Mexico’s first feminine president has stated little to date about how she plans to cope with Trump, aside from that there was “not a single reason to worry” in regards to the nations’ “good relationship”.
Her predecessor and mentor López Obrador constructed an unexpectedly sturdy private rapport with Trump. Regardless of the 2 males’s ideological variations, they shared a choice for an authoritarian populist, nationalist type of presidency and transactional diplomacy.
López Obrador deployed the military-led Nationwide Guard to dam migrant routes and agreed to take again third-country migrants as they waited for his or her US asylum claims to be heard, whereas Trump backed off on threats to shut the border, elevate tariffs and make Mexico pay for a border wall.
Underneath Joe Biden’s presidency, the connection continued alongside comparable traces, with the US avoiding public criticism of Mexico’s rampant drug violence and López Obrador’s assaults on democratic establishments, in return for co-operation on holding again the flows of migrants.
Arturo Sarukhán, a former Mexican ambassador to the US and Washington-based advisor, stated that whereas Sheinbaum would most likely be extra ideological than López Obrador, “what’s even more important is how a profoundly misogynistic man like Donald Trump will interact with the first woman president of Mexico”.
Non-public sector and foreign money traders stay eager for a repeat of the Trump-López Obrador love-in, with this week’s fall within the peso not as steep as when Trump was first elected. One senior banking government stated most of his massive Mexican purchasers wished Trump to win, hoping the Republican’s commerce battle with China would push extra US firms to speculate south of the border.
“We’re interdependent whether we like it or not,” stated Antonio Ortiz-Mena, founding father of AOM Advisors and a former diplomat. “Mexico has more savvy and more market leverage and joint production leverage than [people think].”
However endurance with Mexico has run skinny within the US capital lately, with co-operation on combating drug cartels at a current low, US firms complaining of a deteriorating enterprise local weather, and Mexico ignoring US issues a few wide-ranging overhaul of its judiciary.
Observers in Washington level out that the nation lacks highly effective associates on Capitol Hill who would assist it fend off hostile legislative strikes.
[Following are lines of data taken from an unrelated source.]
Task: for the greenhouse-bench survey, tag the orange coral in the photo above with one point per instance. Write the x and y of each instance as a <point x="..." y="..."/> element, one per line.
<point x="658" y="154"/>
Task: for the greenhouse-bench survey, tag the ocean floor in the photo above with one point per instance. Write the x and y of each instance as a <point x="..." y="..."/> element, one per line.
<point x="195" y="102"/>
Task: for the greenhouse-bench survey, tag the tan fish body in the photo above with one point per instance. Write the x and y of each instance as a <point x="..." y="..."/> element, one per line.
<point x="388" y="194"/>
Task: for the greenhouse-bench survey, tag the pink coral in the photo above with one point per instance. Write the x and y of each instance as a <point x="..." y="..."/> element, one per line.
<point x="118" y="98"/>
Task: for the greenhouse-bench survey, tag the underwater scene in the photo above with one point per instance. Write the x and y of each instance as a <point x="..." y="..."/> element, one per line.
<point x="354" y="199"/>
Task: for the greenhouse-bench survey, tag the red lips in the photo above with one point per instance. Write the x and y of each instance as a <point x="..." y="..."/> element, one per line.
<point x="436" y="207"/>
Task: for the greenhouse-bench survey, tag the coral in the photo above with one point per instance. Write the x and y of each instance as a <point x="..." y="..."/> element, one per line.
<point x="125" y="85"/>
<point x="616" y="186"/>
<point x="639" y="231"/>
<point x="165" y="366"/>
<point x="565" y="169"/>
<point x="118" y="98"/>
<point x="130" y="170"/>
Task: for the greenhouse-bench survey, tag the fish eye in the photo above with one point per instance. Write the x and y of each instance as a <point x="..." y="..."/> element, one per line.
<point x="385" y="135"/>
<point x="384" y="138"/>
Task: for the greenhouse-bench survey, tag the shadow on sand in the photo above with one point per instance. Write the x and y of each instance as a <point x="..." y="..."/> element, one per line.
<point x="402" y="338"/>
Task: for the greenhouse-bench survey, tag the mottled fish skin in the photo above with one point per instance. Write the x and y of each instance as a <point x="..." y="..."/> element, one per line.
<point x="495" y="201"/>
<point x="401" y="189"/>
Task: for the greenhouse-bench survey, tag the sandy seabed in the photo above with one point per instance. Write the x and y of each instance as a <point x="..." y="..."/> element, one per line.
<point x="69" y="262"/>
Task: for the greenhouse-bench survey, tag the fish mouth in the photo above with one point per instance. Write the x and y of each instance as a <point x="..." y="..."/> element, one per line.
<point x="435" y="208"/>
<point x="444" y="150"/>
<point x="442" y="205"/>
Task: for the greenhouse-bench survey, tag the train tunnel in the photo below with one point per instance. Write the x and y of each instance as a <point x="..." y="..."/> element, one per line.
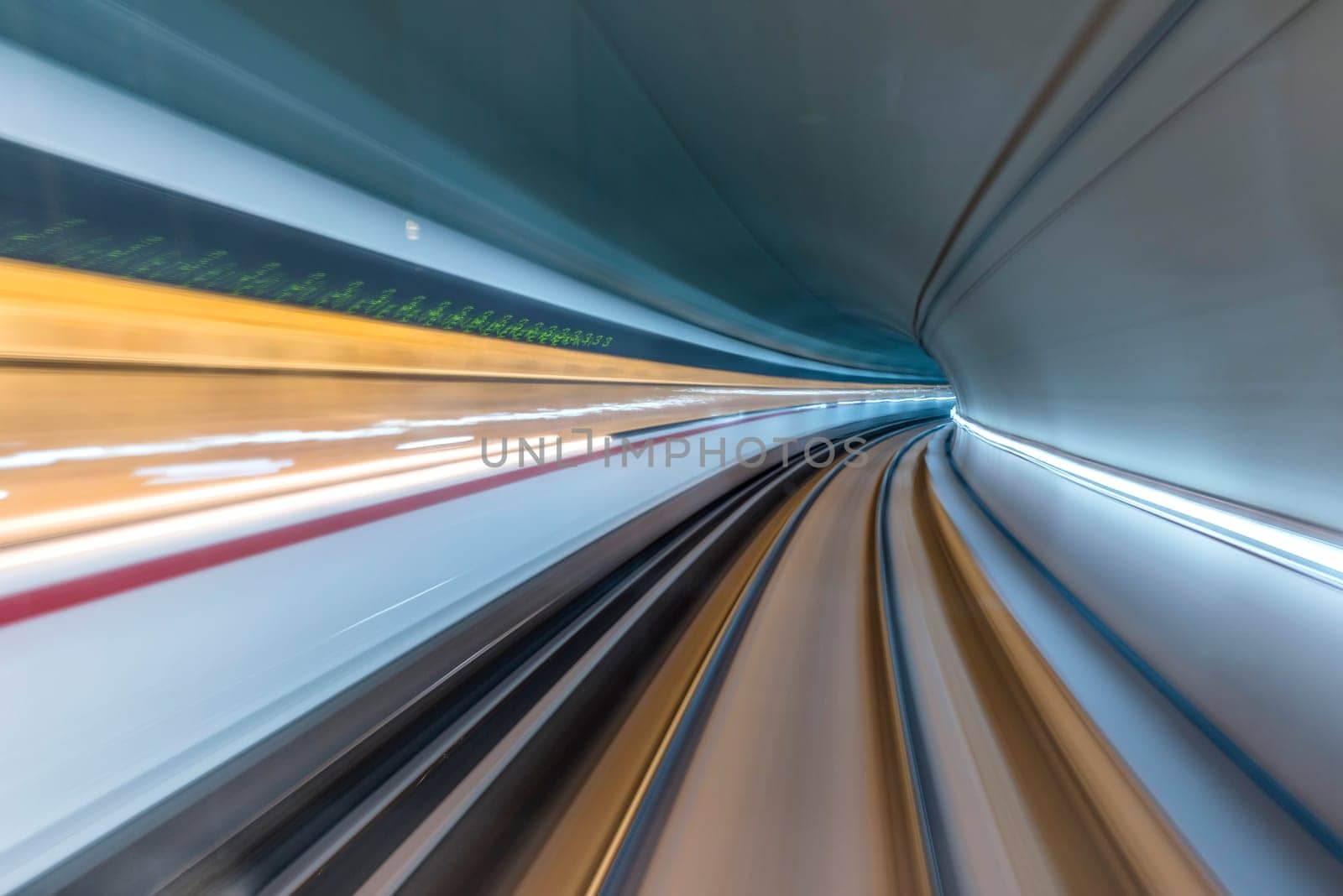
<point x="671" y="447"/>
Sheinbaum has but to call an envoy to the US.
“I’m not sure the situation in 2024 is the same as in 2018,” stated Martha Bárcena, Mexico’s ambassador to the US throughout the first Trump administration. “I see many more changes in US public opinion that is seeing Mexico less and less as a friend and more as a national security threat.”
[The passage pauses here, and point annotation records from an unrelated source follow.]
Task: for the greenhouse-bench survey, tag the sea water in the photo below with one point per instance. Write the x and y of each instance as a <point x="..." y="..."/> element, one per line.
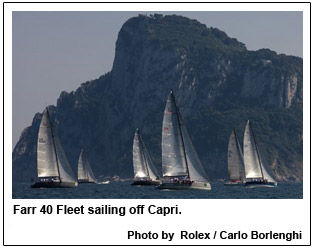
<point x="124" y="190"/>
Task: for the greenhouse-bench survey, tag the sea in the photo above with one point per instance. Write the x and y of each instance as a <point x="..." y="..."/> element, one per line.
<point x="124" y="190"/>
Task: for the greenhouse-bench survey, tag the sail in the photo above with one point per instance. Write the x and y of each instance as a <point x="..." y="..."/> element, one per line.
<point x="255" y="165"/>
<point x="84" y="168"/>
<point x="196" y="169"/>
<point x="251" y="160"/>
<point x="66" y="173"/>
<point x="265" y="169"/>
<point x="235" y="159"/>
<point x="140" y="169"/>
<point x="173" y="159"/>
<point x="46" y="158"/>
<point x="150" y="166"/>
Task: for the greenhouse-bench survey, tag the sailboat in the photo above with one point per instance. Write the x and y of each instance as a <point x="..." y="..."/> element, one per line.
<point x="181" y="166"/>
<point x="85" y="174"/>
<point x="236" y="170"/>
<point x="144" y="171"/>
<point x="54" y="170"/>
<point x="255" y="168"/>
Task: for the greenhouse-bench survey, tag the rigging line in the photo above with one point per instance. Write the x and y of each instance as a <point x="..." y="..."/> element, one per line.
<point x="52" y="132"/>
<point x="254" y="137"/>
<point x="179" y="121"/>
<point x="140" y="138"/>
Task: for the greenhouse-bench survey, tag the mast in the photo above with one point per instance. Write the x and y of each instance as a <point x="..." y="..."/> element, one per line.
<point x="52" y="132"/>
<point x="179" y="122"/>
<point x="143" y="151"/>
<point x="236" y="141"/>
<point x="254" y="137"/>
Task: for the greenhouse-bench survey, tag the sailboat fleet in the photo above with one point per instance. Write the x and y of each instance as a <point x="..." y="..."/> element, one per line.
<point x="181" y="166"/>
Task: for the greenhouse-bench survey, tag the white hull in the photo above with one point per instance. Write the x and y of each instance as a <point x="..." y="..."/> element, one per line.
<point x="233" y="184"/>
<point x="183" y="186"/>
<point x="260" y="184"/>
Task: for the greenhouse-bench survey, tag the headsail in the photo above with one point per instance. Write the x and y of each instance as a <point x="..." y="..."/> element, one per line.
<point x="254" y="163"/>
<point x="142" y="163"/>
<point x="173" y="158"/>
<point x="178" y="154"/>
<point x="52" y="161"/>
<point x="84" y="169"/>
<point x="235" y="159"/>
<point x="46" y="157"/>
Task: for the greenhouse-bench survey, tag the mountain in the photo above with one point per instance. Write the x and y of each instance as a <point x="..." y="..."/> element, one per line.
<point x="218" y="84"/>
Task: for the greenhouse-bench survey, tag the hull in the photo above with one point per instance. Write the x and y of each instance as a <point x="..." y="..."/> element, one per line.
<point x="233" y="184"/>
<point x="184" y="186"/>
<point x="84" y="181"/>
<point x="54" y="185"/>
<point x="146" y="183"/>
<point x="260" y="184"/>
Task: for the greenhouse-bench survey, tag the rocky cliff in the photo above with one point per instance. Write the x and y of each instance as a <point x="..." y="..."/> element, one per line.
<point x="218" y="84"/>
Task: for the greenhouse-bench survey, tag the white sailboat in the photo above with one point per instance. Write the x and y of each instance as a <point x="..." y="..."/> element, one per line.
<point x="255" y="168"/>
<point x="236" y="172"/>
<point x="144" y="171"/>
<point x="54" y="170"/>
<point x="85" y="174"/>
<point x="181" y="166"/>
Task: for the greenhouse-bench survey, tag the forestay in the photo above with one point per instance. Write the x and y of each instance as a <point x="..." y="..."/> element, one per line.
<point x="140" y="169"/>
<point x="196" y="169"/>
<point x="173" y="161"/>
<point x="46" y="158"/>
<point x="254" y="163"/>
<point x="66" y="173"/>
<point x="84" y="169"/>
<point x="179" y="158"/>
<point x="235" y="159"/>
<point x="52" y="161"/>
<point x="149" y="164"/>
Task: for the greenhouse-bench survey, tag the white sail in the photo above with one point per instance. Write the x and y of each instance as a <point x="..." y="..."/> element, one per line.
<point x="254" y="163"/>
<point x="84" y="169"/>
<point x="266" y="174"/>
<point x="178" y="154"/>
<point x="142" y="163"/>
<point x="235" y="159"/>
<point x="51" y="158"/>
<point x="173" y="158"/>
<point x="139" y="167"/>
<point x="150" y="166"/>
<point x="46" y="157"/>
<point x="196" y="169"/>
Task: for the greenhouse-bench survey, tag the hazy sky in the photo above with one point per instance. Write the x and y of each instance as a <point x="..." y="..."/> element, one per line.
<point x="56" y="51"/>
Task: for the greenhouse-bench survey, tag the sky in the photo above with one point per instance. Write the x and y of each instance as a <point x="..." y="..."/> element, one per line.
<point x="58" y="51"/>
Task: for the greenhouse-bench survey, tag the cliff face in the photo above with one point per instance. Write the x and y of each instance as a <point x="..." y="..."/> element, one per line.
<point x="217" y="82"/>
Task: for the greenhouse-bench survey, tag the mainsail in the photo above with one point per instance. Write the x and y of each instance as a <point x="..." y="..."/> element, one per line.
<point x="142" y="163"/>
<point x="254" y="163"/>
<point x="51" y="158"/>
<point x="179" y="157"/>
<point x="84" y="168"/>
<point x="235" y="159"/>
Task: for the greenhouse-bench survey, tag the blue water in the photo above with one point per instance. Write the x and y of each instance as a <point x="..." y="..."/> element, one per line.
<point x="123" y="190"/>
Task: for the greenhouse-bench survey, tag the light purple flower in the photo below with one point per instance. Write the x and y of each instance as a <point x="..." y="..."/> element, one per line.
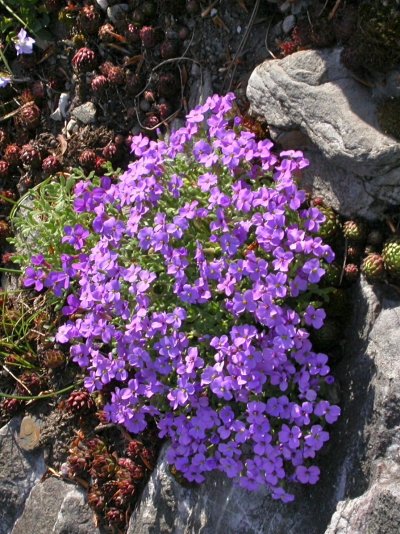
<point x="24" y="43"/>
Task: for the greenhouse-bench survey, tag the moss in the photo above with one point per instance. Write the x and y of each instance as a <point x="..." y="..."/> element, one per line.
<point x="389" y="117"/>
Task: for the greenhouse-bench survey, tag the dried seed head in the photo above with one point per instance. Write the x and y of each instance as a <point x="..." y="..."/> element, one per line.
<point x="89" y="20"/>
<point x="53" y="358"/>
<point x="51" y="164"/>
<point x="88" y="159"/>
<point x="30" y="156"/>
<point x="12" y="154"/>
<point x="80" y="402"/>
<point x="28" y="116"/>
<point x="5" y="229"/>
<point x="148" y="35"/>
<point x="84" y="60"/>
<point x="132" y="34"/>
<point x="99" y="84"/>
<point x="110" y="151"/>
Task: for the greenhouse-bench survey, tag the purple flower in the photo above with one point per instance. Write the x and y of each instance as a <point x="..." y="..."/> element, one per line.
<point x="314" y="317"/>
<point x="34" y="278"/>
<point x="4" y="81"/>
<point x="313" y="271"/>
<point x="24" y="43"/>
<point x="307" y="475"/>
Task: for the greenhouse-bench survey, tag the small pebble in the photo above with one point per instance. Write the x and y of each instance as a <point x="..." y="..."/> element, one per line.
<point x="29" y="433"/>
<point x="288" y="23"/>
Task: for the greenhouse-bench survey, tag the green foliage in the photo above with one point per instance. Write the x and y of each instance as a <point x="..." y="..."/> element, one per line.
<point x="30" y="14"/>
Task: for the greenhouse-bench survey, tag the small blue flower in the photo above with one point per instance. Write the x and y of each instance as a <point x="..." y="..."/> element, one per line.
<point x="24" y="43"/>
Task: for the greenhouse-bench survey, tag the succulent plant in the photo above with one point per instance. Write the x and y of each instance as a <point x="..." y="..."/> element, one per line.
<point x="332" y="274"/>
<point x="12" y="154"/>
<point x="354" y="231"/>
<point x="110" y="151"/>
<point x="115" y="75"/>
<point x="89" y="20"/>
<point x="148" y="36"/>
<point x="103" y="467"/>
<point x="53" y="358"/>
<point x="96" y="499"/>
<point x="100" y="165"/>
<point x="132" y="34"/>
<point x="115" y="517"/>
<point x="88" y="159"/>
<point x="80" y="402"/>
<point x="99" y="84"/>
<point x="28" y="116"/>
<point x="30" y="156"/>
<point x="330" y="227"/>
<point x="373" y="267"/>
<point x="51" y="164"/>
<point x="391" y="256"/>
<point x="151" y="121"/>
<point x="375" y="238"/>
<point x="31" y="381"/>
<point x="6" y="194"/>
<point x="84" y="60"/>
<point x="5" y="229"/>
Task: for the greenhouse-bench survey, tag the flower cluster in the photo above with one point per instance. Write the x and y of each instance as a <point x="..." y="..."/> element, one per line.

The Mexican chief’s hard-left credentials are additionally unlikely to endear her to Trump. Sheinbaum didn’t deny claims from Colombian President Gustavo Petro final month that she was a former member of his now-defunct M-19 guerrilla motion throughout the Eighties and he or she lately despatched an support cargo of oil to Cuba’s communist authorities.
Trump’s “policy towards Latin America is going to be controlled by the Cuban-Americans in Florida”, stated Bárcena. “They will not be happy with Mexico giving oil to Cuba, helping [Venezuela President Nicolás] Maduro . . . that will be another very big point of friction.”
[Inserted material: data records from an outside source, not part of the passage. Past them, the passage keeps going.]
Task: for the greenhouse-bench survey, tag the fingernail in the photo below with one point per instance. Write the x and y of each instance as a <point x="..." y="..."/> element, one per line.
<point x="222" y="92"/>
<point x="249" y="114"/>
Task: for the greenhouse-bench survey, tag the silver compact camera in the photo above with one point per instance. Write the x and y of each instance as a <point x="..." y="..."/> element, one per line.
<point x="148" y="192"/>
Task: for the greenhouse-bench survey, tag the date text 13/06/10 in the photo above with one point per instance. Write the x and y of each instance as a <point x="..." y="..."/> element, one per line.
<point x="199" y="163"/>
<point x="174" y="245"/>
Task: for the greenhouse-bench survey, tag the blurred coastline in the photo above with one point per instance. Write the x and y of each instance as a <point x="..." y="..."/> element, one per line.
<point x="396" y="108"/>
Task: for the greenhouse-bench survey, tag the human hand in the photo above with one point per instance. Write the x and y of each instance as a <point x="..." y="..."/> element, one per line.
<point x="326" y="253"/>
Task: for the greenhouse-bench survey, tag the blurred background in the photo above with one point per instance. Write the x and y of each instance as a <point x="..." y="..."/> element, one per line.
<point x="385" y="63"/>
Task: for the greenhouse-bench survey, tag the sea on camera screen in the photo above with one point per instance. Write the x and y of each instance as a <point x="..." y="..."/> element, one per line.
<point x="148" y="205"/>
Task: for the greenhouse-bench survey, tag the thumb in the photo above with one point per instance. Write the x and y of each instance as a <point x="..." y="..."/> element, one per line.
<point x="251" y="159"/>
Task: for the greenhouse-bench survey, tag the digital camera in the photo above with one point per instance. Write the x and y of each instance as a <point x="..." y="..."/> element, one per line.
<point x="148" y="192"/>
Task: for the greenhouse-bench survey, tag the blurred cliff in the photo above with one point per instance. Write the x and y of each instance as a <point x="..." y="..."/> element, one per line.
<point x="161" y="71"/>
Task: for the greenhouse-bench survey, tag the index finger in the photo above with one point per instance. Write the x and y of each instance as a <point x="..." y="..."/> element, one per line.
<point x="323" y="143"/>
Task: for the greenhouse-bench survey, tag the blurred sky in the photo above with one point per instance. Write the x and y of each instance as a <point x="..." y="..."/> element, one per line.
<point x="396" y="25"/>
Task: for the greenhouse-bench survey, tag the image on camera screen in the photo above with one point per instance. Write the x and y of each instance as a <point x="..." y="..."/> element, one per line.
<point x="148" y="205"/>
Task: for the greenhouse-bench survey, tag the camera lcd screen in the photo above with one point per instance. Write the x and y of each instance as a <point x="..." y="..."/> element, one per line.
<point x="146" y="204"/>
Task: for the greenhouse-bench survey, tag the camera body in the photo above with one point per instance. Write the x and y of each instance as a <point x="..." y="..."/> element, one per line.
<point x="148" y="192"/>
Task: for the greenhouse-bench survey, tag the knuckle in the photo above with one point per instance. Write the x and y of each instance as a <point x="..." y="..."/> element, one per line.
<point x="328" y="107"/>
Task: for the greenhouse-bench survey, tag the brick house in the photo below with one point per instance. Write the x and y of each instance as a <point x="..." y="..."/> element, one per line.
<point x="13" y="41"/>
Hanging over the bilateral relationship is an impending evaluation of the US-Mexico-Canada free commerce settlement negotiated by Trump throughout his first time period.
“Trump has already linked trade and migration during his campaign, threatening to use economic leverage to restrict migrant flows through Mexico,” stated Eric Farnsworth, vice-president of the Council of the Americas enterprise foyer in Washington.
“Sheinbaum will have to decide whether to resist this approach or . . . to accommodate US priorities. With a mandated review of USMCA in 2026, the stakes are monumentally high.”